5代目C210型:1977年(昭和52年)

10
スカイラインH/T 2000GT-E・X(1977年)

日本生まれの日本の名車を意味する「SKYLINE JAPAN」をキャッチコピーに登場。「ジャパン」の愛称で親しまれたモデルです。発売翌年の1978年には、「昭和53年排気ガス規制」をクリアしたエンジンを搭載し、型式名は「C211型」に。

11
スカイライン ターボ2000GT=E L(1980年)

1979年のマイナーチェンジでは、スポーティはGT系グレードに角形異型ヘッドランプを採用。さらに1980年には待望のターボエンジン搭載車がデビューし、排気ガス規制でおとなしくなっていたスカイラインに、新しい息吹を吹き込みました。テレビドラマ「西部警察」に登場するようになったのもこの世代。

6代目R30型:1981年(昭和56年)

12
スカイライン H/B 2000ターボGT-E・X(1981年)

現代に続く「R3◯型」の型式名を名乗る最初のモデルは、1981年にデビュー。俳優でレーシングドライバーであるポール・ニューマンがイメージキャラクターに起用されたことから、「ニューマンスカイライン」と呼ばれました。この世代から4気筒モデルも、6気筒モデルと同じロングノーズに統一。ワゴンボディは新たにハッチバック(H/T)となります。

13
スカイライン 2ドアH/T 2000ターボRS・X

1983年には、FJ20ET型2.0L直4DOHCターボを搭載するRS系がデビュー。4気筒ながら、日本初の「4バルブDOHCターボ」として注目されました。同年のマイナーチェンジで、「鉄仮面」と呼ばれるようになるグリルレスのフロントマスクにチェンジ。RS系の最高出力は、最終的に205psまで引き上げられ、「よりパワフルにより豪華に」という流れを加速させます。

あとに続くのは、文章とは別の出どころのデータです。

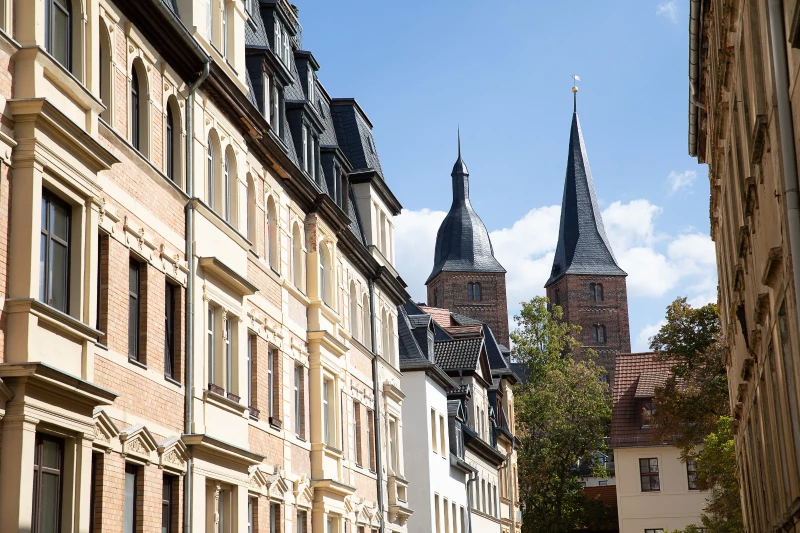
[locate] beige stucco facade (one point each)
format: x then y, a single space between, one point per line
673 507
293 318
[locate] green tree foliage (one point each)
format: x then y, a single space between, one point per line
563 414
693 408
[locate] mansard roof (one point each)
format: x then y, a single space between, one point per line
462 242
583 247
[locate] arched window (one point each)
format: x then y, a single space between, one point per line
365 324
105 72
58 32
599 334
272 235
251 209
169 156
211 170
135 110
354 318
297 258
323 285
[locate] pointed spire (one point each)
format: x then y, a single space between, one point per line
582 247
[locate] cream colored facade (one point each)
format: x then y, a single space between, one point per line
744 125
673 507
263 342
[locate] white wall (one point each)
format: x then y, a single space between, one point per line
673 507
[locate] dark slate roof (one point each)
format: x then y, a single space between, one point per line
462 243
582 247
354 132
459 354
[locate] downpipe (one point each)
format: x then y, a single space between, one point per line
376 411
189 366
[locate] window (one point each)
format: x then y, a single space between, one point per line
474 292
135 110
394 453
433 431
48 468
357 432
297 258
169 159
353 310
166 504
691 474
327 411
210 341
648 408
226 174
54 250
648 472
211 167
130 507
170 338
298 401
228 329
599 334
437 518
371 438
272 235
58 32
134 311
441 436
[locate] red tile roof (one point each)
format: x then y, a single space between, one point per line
606 494
637 376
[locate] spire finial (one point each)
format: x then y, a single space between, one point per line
575 80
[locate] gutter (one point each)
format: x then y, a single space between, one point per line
376 411
189 367
780 66
694 72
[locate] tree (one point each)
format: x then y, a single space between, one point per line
563 414
692 408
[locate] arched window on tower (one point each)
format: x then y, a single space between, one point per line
599 334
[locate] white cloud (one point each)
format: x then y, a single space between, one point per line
681 180
642 341
669 9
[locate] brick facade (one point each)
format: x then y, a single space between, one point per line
492 309
572 293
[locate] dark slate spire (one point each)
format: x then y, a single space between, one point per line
583 247
462 243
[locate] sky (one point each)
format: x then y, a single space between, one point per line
502 72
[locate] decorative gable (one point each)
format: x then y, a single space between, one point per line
104 431
138 443
172 455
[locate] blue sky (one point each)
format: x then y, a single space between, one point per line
502 72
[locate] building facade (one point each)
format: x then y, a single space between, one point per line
742 123
586 280
209 341
656 490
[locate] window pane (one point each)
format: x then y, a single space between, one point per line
58 276
48 507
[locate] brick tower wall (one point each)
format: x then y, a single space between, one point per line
493 307
572 293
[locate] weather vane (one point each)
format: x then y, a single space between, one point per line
575 80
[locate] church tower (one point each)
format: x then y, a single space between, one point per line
586 280
466 278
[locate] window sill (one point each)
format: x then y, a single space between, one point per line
65 323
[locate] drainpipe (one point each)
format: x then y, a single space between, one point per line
789 156
376 412
470 480
189 367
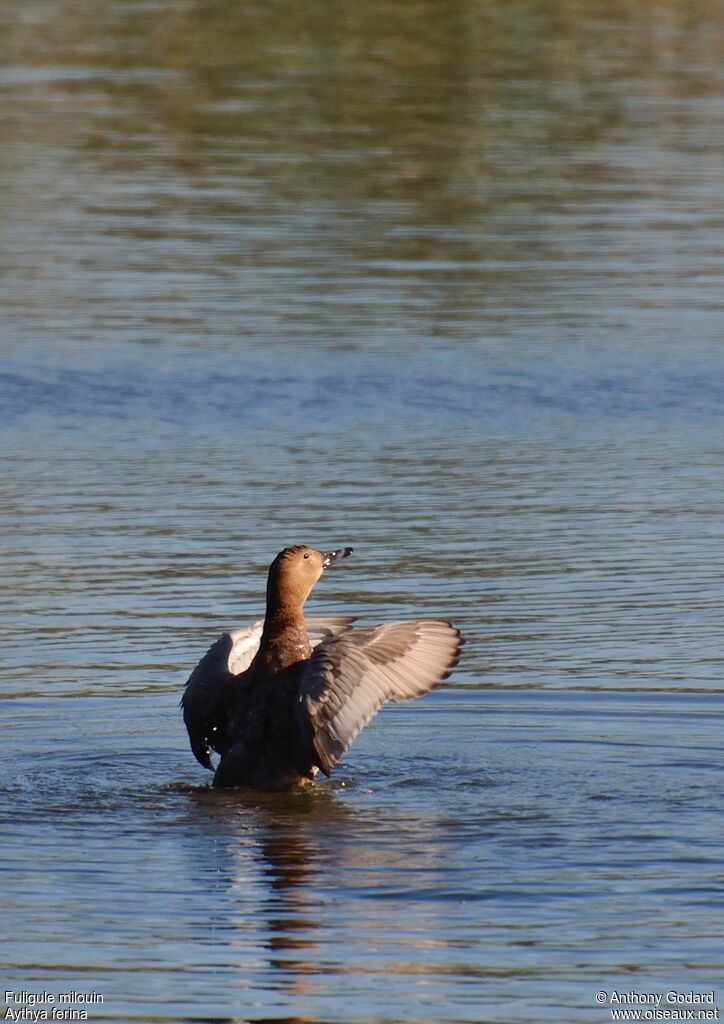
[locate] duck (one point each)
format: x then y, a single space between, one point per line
283 699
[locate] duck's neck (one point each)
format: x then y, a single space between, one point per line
284 639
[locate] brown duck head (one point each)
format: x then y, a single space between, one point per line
294 572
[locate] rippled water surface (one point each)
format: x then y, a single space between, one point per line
442 282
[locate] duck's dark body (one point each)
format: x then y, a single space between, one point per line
285 698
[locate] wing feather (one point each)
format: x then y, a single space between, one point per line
351 675
205 699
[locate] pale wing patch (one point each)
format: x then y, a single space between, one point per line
349 677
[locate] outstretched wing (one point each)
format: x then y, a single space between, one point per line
349 677
211 685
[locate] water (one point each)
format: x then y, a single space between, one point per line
441 282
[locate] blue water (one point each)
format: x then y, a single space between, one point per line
439 283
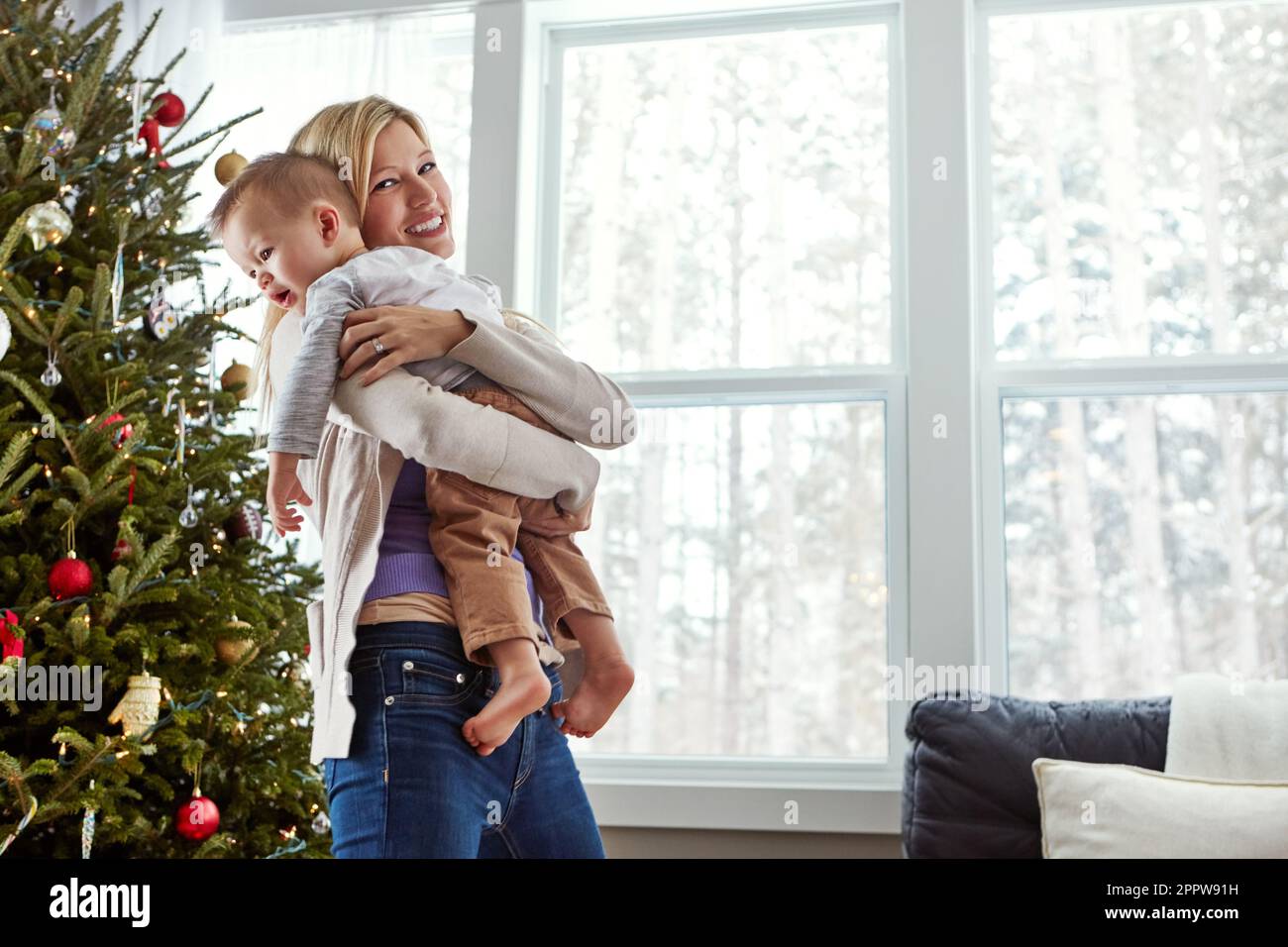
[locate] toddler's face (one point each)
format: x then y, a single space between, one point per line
283 257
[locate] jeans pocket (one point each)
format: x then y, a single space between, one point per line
329 775
432 677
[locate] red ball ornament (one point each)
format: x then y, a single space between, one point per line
150 132
197 818
69 578
167 108
121 436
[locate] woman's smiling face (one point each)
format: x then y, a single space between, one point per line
408 201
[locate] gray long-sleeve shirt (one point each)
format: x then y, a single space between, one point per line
387 275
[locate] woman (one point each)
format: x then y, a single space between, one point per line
399 777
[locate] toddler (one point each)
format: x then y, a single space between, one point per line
292 226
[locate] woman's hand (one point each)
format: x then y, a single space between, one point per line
407 333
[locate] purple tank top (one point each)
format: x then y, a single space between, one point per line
406 561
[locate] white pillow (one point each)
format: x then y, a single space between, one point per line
1115 810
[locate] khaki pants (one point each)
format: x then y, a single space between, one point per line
476 530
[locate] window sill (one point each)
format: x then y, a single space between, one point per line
670 804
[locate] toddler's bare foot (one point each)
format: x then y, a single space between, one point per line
604 684
520 694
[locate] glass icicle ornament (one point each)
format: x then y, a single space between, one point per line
188 518
52 376
117 285
47 128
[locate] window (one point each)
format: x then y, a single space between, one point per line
721 243
1136 176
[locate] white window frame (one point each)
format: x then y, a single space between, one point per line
713 791
1050 377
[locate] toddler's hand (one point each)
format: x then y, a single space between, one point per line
284 487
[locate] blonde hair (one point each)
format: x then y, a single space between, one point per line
340 134
287 184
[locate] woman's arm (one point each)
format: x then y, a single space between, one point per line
447 432
575 398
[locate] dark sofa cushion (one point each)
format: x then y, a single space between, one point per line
967 779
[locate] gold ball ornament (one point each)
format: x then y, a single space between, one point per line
236 379
232 650
228 167
48 223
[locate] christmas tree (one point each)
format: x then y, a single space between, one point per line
155 681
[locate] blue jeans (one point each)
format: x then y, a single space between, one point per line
412 787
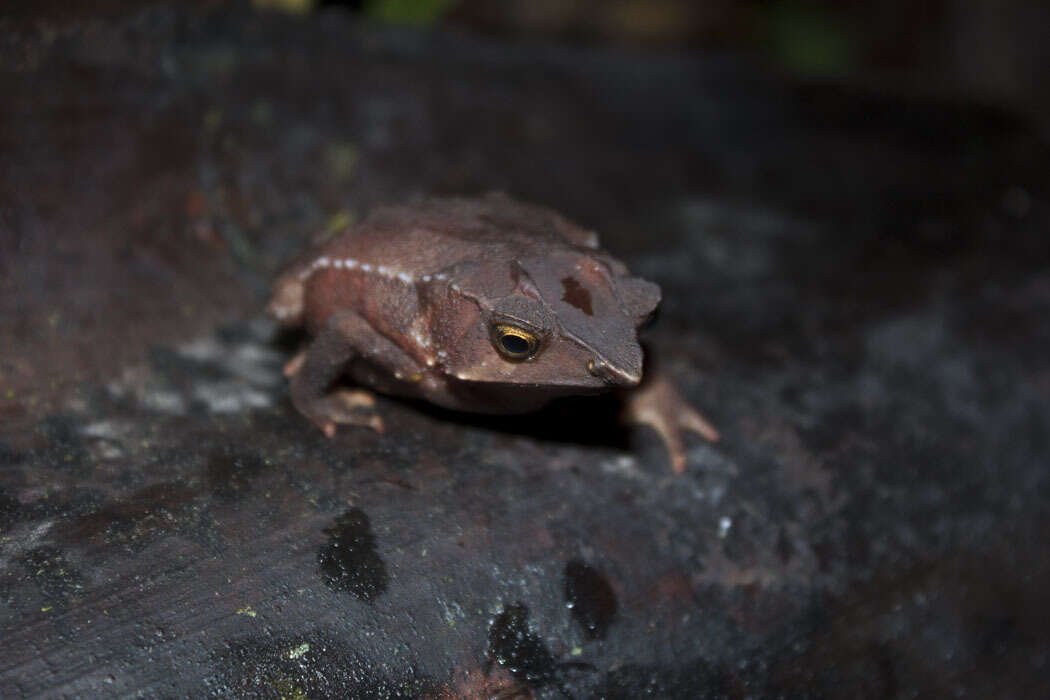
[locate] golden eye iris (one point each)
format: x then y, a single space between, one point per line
515 343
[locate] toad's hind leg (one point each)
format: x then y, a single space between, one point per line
344 338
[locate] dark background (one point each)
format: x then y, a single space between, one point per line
846 207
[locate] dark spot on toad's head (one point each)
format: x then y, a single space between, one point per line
576 295
350 561
590 597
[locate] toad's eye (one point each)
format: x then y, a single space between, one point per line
515 343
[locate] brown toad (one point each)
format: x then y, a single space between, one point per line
479 304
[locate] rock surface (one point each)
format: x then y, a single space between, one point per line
857 293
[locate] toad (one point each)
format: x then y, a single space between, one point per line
478 304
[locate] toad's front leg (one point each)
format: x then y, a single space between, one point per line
657 404
344 338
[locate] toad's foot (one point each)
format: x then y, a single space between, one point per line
343 407
657 404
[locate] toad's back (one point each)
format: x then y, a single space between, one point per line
397 248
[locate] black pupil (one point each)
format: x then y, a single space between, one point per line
513 344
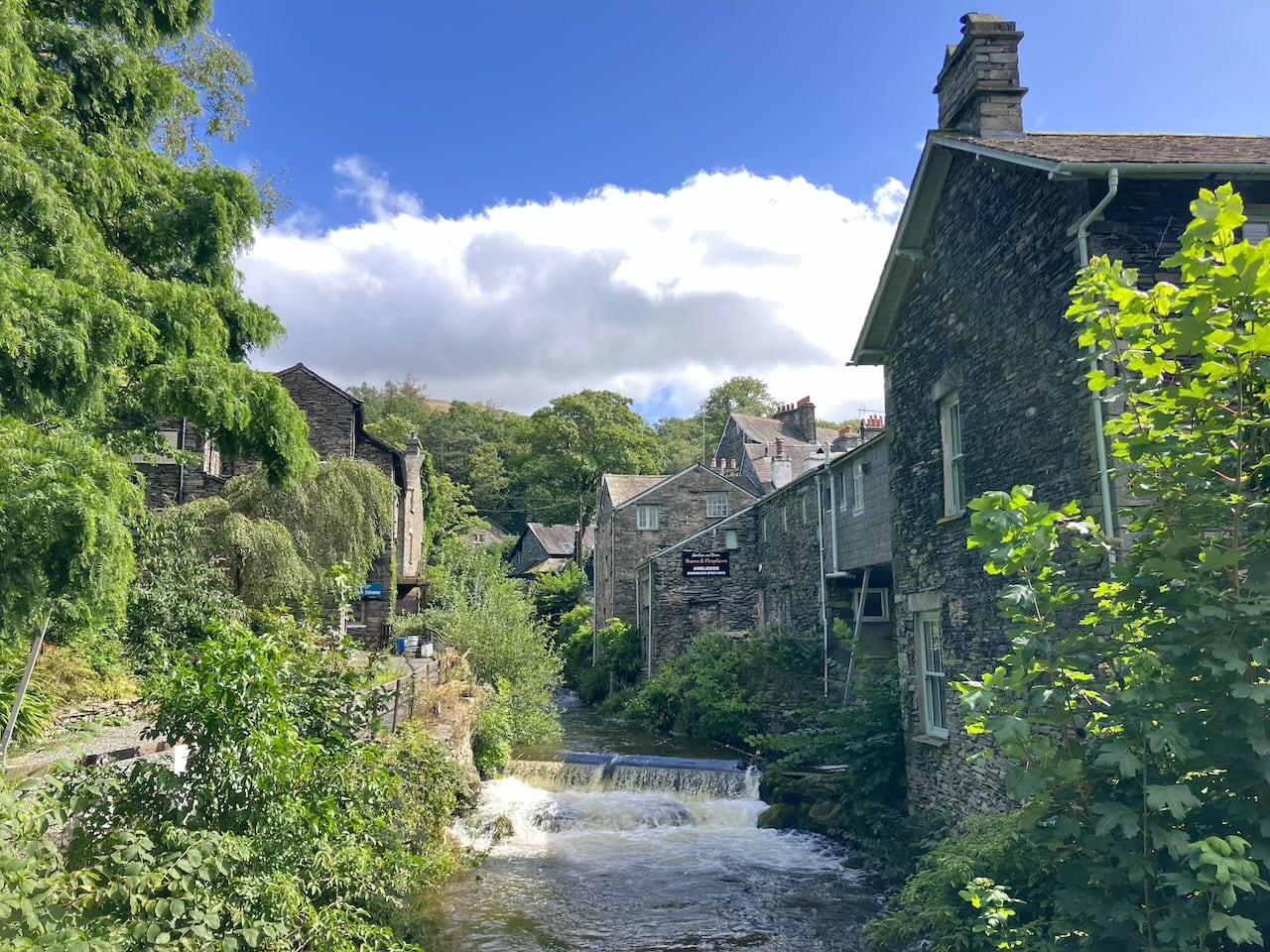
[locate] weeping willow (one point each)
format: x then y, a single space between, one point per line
281 543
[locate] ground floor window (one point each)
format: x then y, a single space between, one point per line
934 694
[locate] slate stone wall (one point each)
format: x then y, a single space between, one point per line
331 416
776 579
684 608
985 318
621 544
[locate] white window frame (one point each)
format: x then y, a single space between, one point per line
884 604
648 518
1256 229
952 433
934 679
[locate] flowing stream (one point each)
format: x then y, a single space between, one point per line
631 847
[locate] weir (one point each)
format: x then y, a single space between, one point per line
697 777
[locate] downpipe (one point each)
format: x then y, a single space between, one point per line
1082 240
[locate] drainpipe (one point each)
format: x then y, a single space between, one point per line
181 465
1082 240
825 613
833 521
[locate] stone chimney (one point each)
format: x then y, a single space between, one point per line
411 515
802 416
978 86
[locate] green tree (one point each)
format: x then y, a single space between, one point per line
1139 735
572 442
119 299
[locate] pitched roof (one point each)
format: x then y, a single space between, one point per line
558 539
762 429
1064 155
302 368
798 454
1125 149
622 488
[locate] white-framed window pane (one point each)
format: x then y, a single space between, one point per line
934 679
953 468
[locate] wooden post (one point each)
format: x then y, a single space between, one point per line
22 690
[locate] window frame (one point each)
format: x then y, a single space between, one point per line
648 525
952 443
717 506
933 690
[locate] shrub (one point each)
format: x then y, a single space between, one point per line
862 802
617 665
483 615
726 689
931 905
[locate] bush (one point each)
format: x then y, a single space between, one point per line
289 830
726 689
181 592
559 593
617 665
864 801
483 615
931 905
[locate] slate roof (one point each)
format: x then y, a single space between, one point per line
798 454
761 429
1128 148
303 368
622 488
558 539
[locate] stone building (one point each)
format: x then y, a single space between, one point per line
335 429
549 548
636 516
983 376
769 452
801 557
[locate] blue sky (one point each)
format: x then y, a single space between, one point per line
441 112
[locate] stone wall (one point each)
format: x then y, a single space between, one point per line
621 544
330 414
985 320
685 608
776 572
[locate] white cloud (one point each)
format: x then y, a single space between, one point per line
657 296
371 189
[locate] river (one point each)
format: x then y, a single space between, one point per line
627 853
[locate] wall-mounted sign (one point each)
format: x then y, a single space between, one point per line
706 565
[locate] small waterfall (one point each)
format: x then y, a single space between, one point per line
693 777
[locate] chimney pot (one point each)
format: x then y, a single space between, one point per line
978 87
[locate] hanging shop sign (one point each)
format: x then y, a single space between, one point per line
706 565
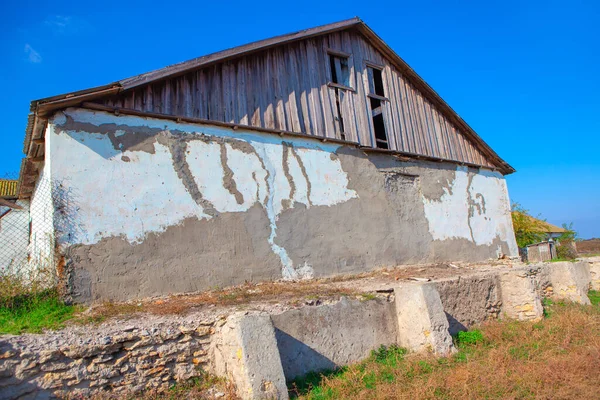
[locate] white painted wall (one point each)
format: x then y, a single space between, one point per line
42 209
14 237
101 195
148 195
476 208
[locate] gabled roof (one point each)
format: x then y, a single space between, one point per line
9 188
547 227
43 107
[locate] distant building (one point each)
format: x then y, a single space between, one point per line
311 154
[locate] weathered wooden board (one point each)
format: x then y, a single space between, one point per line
286 88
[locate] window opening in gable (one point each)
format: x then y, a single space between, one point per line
340 78
377 98
340 70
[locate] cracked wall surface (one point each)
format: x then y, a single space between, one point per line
158 207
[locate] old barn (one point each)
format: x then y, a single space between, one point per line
311 154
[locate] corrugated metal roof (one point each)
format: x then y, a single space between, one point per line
8 187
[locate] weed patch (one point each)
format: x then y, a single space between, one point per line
34 313
468 338
502 359
594 296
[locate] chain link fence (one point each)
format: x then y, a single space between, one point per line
27 246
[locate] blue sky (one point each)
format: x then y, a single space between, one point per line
524 75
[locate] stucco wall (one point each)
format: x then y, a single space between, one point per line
14 237
152 206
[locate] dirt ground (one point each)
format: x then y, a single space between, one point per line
278 296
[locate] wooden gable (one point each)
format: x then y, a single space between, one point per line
288 84
290 88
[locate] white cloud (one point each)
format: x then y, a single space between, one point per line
58 22
32 55
66 24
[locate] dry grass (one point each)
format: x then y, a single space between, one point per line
204 387
557 358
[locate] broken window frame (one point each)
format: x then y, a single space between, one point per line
339 87
330 81
377 106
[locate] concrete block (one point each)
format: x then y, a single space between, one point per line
594 274
520 300
422 323
570 281
245 351
332 335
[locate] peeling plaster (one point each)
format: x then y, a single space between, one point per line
164 172
474 206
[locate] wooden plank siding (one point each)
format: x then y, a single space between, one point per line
287 88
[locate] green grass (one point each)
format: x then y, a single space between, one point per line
550 358
33 313
594 296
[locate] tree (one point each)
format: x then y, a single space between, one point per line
528 230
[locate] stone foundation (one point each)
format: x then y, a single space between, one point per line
259 352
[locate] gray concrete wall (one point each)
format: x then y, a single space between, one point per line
329 336
156 207
470 300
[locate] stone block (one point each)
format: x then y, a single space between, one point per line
245 351
570 281
594 274
520 300
422 323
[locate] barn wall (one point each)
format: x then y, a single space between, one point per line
14 237
159 207
286 88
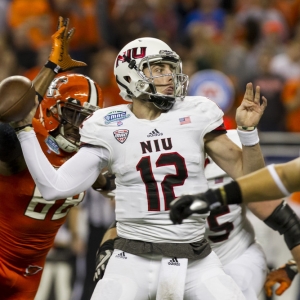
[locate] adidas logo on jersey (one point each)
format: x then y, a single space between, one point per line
174 262
155 132
121 255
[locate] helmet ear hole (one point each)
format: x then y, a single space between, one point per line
127 78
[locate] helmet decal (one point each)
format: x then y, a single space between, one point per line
69 99
139 55
132 53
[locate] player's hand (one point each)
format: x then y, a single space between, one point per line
186 205
283 275
103 255
251 110
60 47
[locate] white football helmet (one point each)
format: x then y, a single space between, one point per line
142 53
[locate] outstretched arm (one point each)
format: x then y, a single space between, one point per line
234 161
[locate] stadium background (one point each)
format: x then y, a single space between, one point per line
227 43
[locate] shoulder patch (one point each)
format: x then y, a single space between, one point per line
121 135
116 116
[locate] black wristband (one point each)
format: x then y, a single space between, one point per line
110 184
40 98
107 245
54 67
291 270
17 129
284 220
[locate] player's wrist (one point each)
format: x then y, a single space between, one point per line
291 269
246 128
53 66
26 127
248 138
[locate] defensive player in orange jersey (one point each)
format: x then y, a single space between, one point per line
28 223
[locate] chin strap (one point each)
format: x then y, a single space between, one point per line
65 145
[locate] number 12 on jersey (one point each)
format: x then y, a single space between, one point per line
169 182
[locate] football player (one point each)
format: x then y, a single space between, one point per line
229 233
269 183
28 223
155 146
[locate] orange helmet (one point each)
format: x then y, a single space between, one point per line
70 98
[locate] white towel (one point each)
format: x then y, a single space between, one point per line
172 278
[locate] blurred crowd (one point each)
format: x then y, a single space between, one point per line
247 40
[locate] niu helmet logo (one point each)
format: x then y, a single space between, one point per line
54 86
134 53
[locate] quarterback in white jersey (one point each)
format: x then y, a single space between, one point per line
156 148
232 238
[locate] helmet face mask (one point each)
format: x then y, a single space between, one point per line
69 100
133 83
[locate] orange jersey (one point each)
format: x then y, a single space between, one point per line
28 225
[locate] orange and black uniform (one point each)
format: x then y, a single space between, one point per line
28 225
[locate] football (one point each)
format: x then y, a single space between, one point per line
17 98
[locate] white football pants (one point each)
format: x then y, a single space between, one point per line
132 277
249 271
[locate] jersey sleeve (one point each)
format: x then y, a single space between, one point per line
93 129
73 177
213 114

こうして歴代モデルを順に見ていくと、スタイリングが現代的になっていくと同時に、「スカイラインらしさ」が確立されていくことがわかりますね。次週は、7代目R31型から最新のV37型までを追ってみたいと思います。

text by 木谷宗義+Bucket
photo by 日産自動車

<関連記事>
1989年「国産車のヴィンテージイヤー」に生まれたクルマたち~その1
https://car-days.fun/blog/article/5365

1989年「国産車のヴィンテージイヤー」に生まれたクルマたち~その2
https://car-days.fun/blog/article/5553

ソアラにプレリュード…1980年代の若者が憧れた「デートカー」
https://car-days.fun/blog/article/1083

日産の「901運動」で生まれた名車たち
https://car-days.fun/blog/article/2547

よかったらシェアしてね!
  • URLをコピーしました!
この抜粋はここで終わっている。